Lunch with Tony Blair and Lord Mandelson

I attended a lunch last Friday organised by the Labour Friends of India. Former Prime Minister, Tony Blair was awarded the Fenner Brockway medal for his contribution to UK-India relations. He was presented the medal by the First Secretary of State Lord (Peter) Mandelson on behalf of the Labour Friends of India UK Parliamentary Group. Lord Mandelson paid tribute to the former Prime Minister for “being committed to India and to understanding the dramatic way in which India’s place and role in the world has changed in the last twenty years.”

The event was to focus on how Blair had connected to UK and India more closely during his time in office. Some of the specific events or actions mentioned were:

  • Signing the New Delhi Declaration in Jan 2002 which marked a new, mature relationship between the two countries. A relationship not shaped by sentiment, or a shared past, but forged in the hard realities of the modern world.
  • Visiting India and Pakistan at a time of intense danger following the murderous attack on the Indian Parliament in December 2001 and escalating military tensions.
  • Increasing the British International Development budget to India from £60 million to £300 million. This was a huge shift in recognition that a third of the world’s poor live in India and to achieve the Millennium Development Goals there needed to be a new focus on India.
  • Being the first leader of the G8 to go on record and support India’s bid for a seat on the UN Security Council. He subsequently started inviting India to G8 meetings.
  • Resisting protectionist tendencies and actively promoting liberal markets, particularly through the new annual UK – India Investment summits. By the end of 2006 the UK was India’s 3rd largest investor cumulatively – after Mauritius, and the USA.
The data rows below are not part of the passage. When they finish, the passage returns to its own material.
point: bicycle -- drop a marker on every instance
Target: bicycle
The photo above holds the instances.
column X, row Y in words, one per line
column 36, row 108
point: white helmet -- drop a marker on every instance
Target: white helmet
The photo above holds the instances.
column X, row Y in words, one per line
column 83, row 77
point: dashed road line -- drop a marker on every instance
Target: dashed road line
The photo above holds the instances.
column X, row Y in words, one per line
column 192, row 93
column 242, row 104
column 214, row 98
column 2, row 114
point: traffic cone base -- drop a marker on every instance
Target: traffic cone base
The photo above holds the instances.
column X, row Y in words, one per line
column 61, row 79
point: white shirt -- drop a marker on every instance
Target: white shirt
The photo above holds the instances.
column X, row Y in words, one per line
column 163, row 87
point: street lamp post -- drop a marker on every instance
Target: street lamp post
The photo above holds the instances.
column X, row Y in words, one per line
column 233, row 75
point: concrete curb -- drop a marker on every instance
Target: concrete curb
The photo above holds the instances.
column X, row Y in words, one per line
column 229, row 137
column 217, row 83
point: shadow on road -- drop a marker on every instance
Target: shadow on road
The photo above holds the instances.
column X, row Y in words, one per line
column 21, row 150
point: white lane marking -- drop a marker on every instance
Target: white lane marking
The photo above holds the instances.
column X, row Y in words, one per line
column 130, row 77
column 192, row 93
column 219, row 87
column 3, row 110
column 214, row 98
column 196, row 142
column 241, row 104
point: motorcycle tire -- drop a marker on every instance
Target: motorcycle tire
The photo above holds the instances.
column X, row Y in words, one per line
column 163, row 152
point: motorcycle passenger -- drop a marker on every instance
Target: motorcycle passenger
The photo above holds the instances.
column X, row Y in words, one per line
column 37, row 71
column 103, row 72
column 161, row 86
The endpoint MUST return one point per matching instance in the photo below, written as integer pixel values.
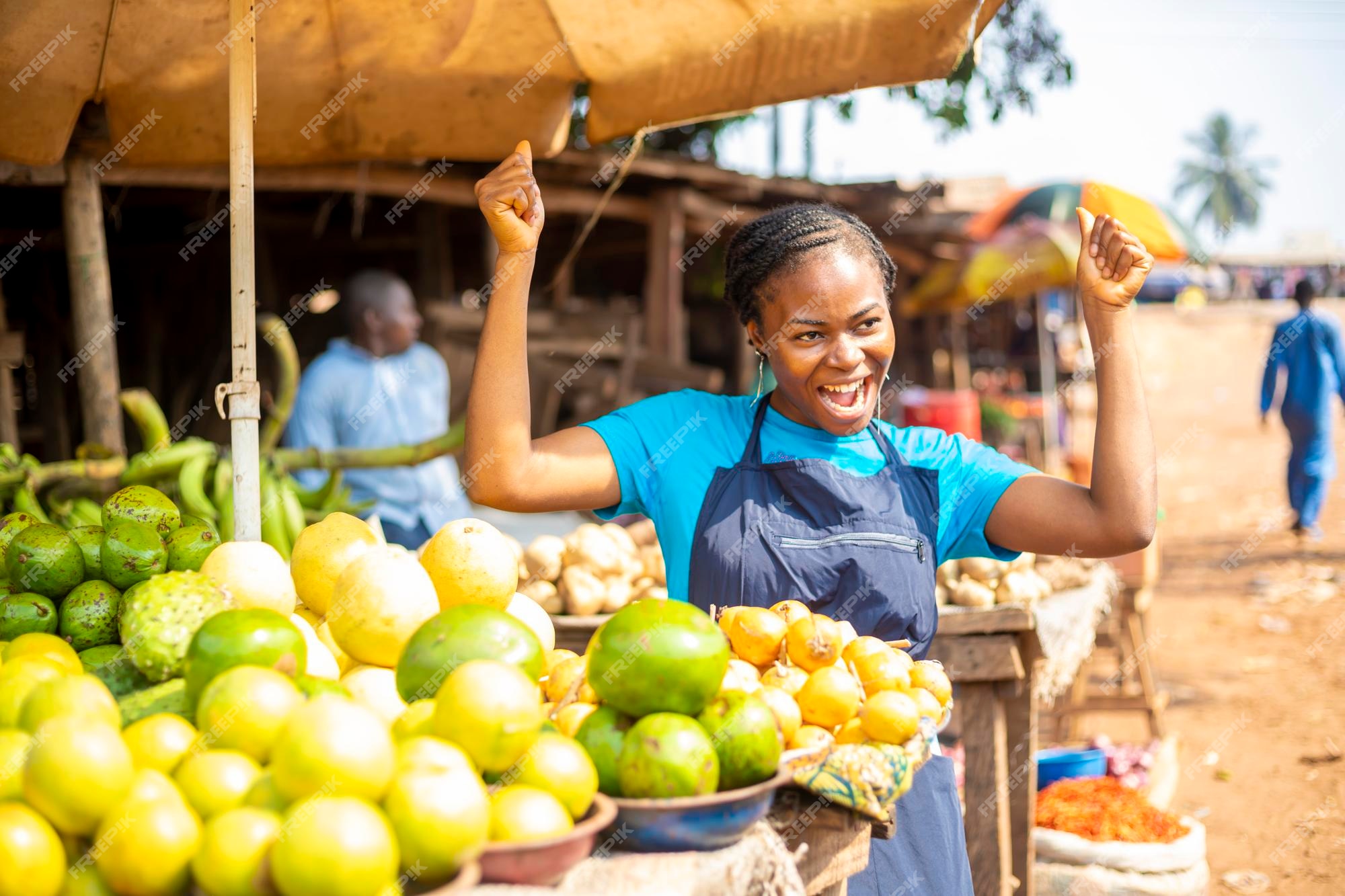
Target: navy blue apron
(859, 549)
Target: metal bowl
(545, 861)
(681, 823)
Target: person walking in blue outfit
(1309, 349)
(379, 388)
(805, 493)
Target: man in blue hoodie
(377, 388)
(1309, 348)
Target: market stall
(1007, 661)
(1007, 313)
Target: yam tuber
(545, 594)
(543, 557)
(984, 569)
(618, 594)
(583, 591)
(590, 545)
(969, 592)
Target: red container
(956, 411)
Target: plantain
(149, 416)
(150, 467)
(87, 512)
(294, 509)
(223, 486)
(225, 501)
(192, 487)
(274, 529)
(28, 501)
(314, 498)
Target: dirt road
(1257, 671)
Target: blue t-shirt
(666, 450)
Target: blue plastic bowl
(1061, 763)
(683, 823)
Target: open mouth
(847, 400)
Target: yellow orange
(810, 736)
(787, 715)
(757, 635)
(891, 716)
(813, 642)
(931, 676)
(792, 610)
(831, 697)
(787, 678)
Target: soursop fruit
(161, 616)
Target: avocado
(188, 520)
(91, 542)
(317, 686)
(24, 612)
(45, 560)
(169, 697)
(143, 505)
(111, 665)
(89, 615)
(190, 545)
(11, 525)
(132, 552)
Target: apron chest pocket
(859, 538)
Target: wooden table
(991, 654)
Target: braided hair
(778, 241)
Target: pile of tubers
(984, 581)
(595, 569)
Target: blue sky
(1147, 73)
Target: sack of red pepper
(1098, 836)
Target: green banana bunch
(223, 495)
(149, 467)
(77, 512)
(314, 499)
(294, 509)
(26, 501)
(192, 487)
(274, 526)
(87, 512)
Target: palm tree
(1229, 184)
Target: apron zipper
(903, 542)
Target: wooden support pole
(987, 788)
(91, 307)
(1022, 729)
(666, 334)
(9, 412)
(243, 392)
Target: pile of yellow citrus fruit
(825, 684)
(271, 790)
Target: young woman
(802, 493)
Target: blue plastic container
(1061, 763)
(692, 822)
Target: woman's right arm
(508, 469)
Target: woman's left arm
(1117, 513)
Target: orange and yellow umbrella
(1056, 202)
(1017, 263)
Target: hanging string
(637, 145)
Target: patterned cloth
(870, 776)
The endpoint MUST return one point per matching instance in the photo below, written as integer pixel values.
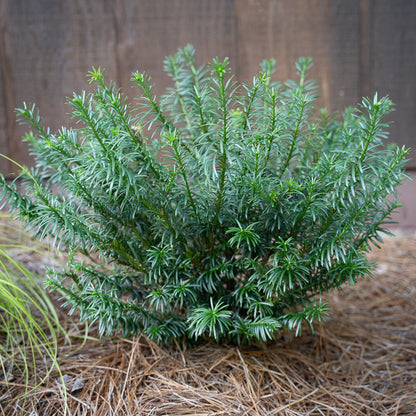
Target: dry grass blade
(363, 362)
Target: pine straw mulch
(363, 362)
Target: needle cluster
(220, 211)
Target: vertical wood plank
(53, 45)
(149, 30)
(393, 65)
(7, 122)
(326, 30)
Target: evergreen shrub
(220, 211)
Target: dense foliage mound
(220, 211)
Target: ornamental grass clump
(220, 211)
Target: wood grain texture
(7, 119)
(392, 64)
(358, 46)
(326, 30)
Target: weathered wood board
(358, 46)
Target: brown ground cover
(362, 362)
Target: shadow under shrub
(220, 211)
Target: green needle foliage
(219, 211)
(29, 325)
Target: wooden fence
(358, 46)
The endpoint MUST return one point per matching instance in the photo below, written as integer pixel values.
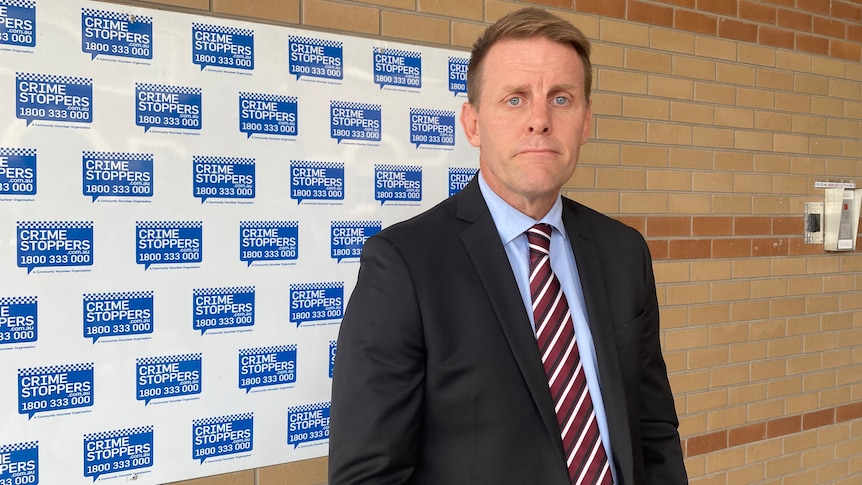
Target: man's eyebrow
(517, 88)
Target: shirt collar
(511, 222)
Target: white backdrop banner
(183, 201)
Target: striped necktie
(555, 335)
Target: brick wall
(713, 119)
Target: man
(443, 375)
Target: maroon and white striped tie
(555, 335)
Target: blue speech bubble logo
(393, 67)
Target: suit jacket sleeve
(662, 454)
(377, 387)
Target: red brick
(794, 20)
(817, 419)
(699, 445)
(712, 226)
(605, 8)
(845, 50)
(746, 434)
(792, 226)
(650, 14)
(679, 3)
(689, 249)
(783, 426)
(738, 247)
(771, 36)
(638, 223)
(658, 248)
(829, 27)
(752, 226)
(812, 45)
(799, 248)
(848, 412)
(663, 226)
(846, 11)
(695, 22)
(757, 12)
(770, 246)
(817, 6)
(720, 7)
(736, 30)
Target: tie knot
(539, 237)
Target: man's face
(530, 121)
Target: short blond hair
(527, 23)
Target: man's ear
(470, 123)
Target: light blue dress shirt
(511, 226)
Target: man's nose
(539, 122)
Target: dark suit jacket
(438, 379)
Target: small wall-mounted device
(841, 218)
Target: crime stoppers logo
(269, 241)
(18, 319)
(354, 121)
(323, 181)
(224, 47)
(316, 302)
(223, 178)
(432, 127)
(108, 174)
(220, 309)
(19, 463)
(316, 58)
(45, 97)
(267, 366)
(347, 237)
(117, 451)
(116, 34)
(268, 114)
(18, 23)
(222, 435)
(17, 171)
(160, 106)
(54, 244)
(54, 388)
(457, 68)
(333, 348)
(307, 423)
(168, 376)
(459, 177)
(168, 242)
(397, 68)
(118, 314)
(397, 183)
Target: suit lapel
(483, 245)
(592, 277)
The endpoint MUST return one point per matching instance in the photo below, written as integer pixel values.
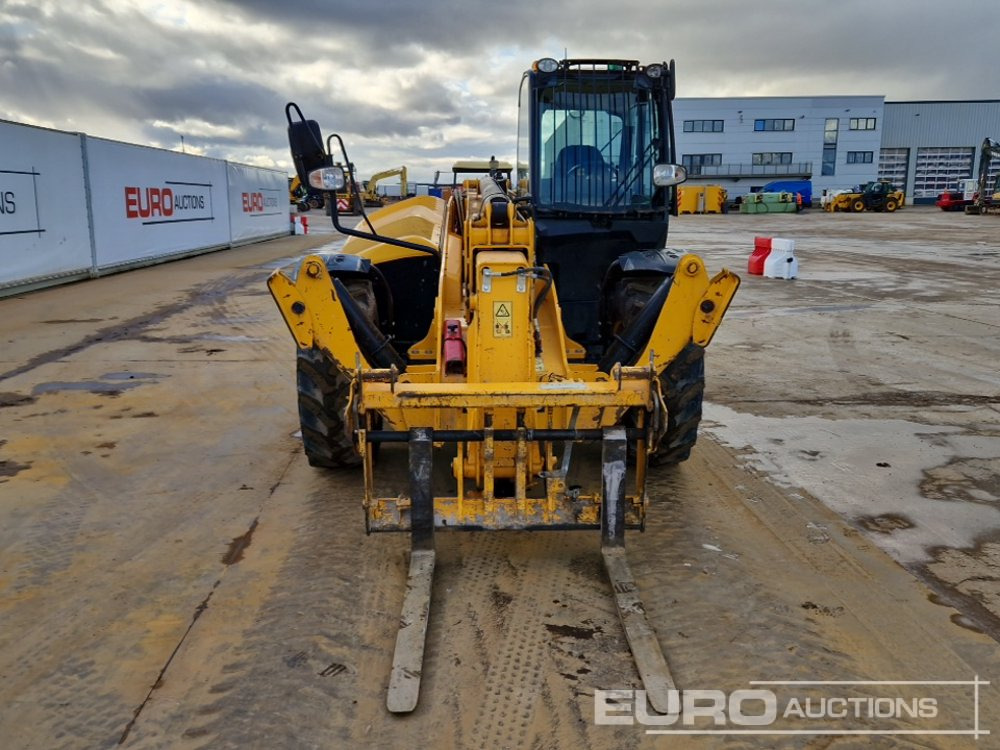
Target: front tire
(324, 392)
(683, 386)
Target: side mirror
(666, 175)
(329, 179)
(306, 143)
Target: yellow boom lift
(499, 333)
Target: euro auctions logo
(804, 707)
(172, 202)
(260, 202)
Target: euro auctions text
(949, 707)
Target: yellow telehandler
(501, 335)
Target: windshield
(597, 144)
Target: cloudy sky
(423, 83)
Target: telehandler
(495, 333)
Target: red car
(953, 200)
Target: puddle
(231, 339)
(15, 399)
(110, 384)
(875, 473)
(238, 546)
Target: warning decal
(501, 320)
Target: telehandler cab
(495, 332)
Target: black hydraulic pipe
(372, 342)
(625, 348)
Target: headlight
(665, 175)
(327, 178)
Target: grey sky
(426, 83)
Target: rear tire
(323, 397)
(683, 385)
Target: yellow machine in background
(495, 333)
(369, 192)
(872, 196)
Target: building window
(764, 125)
(939, 169)
(694, 162)
(769, 158)
(703, 126)
(830, 132)
(892, 166)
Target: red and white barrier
(781, 263)
(774, 258)
(300, 224)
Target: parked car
(952, 200)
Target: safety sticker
(501, 320)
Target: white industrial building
(836, 141)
CompuServe is closed forever…

Before the ‘real’ web was launched, especially since 1994 when Netscape made it easy to go online, there was CompuServe. It was a walled community of users using dial-up Internet, paying Compuserve by the minute to be online and also paying the phone company by the minute for making a local call – at least for us in the UK as it was not common back then to have all-inclusive packages.

CompuServe offered much of the stuff you can find on the web today, gossip, chat, information, technical support… only it was all on their terms. You couldn’t build a web page and just put it out there, if you wanted to create an online group to support your product then you had to ask (and probably pay) them. I used to be a regular user of the music forums and the Sunday afternoon chat sessions where Brits and Americans would discuss the music news of the week were amazing – and very social. We used to get together for gigs and travellers were hosted when they were passing through London, just because they were regularly in the music chatroom.

Now it’s been shut down by AOL and a piece of history has been lost. Of course, it was pointless in the modern era of the web, but it’s still sad to see it go as that was a genuine online community long before the web grew to where it is now.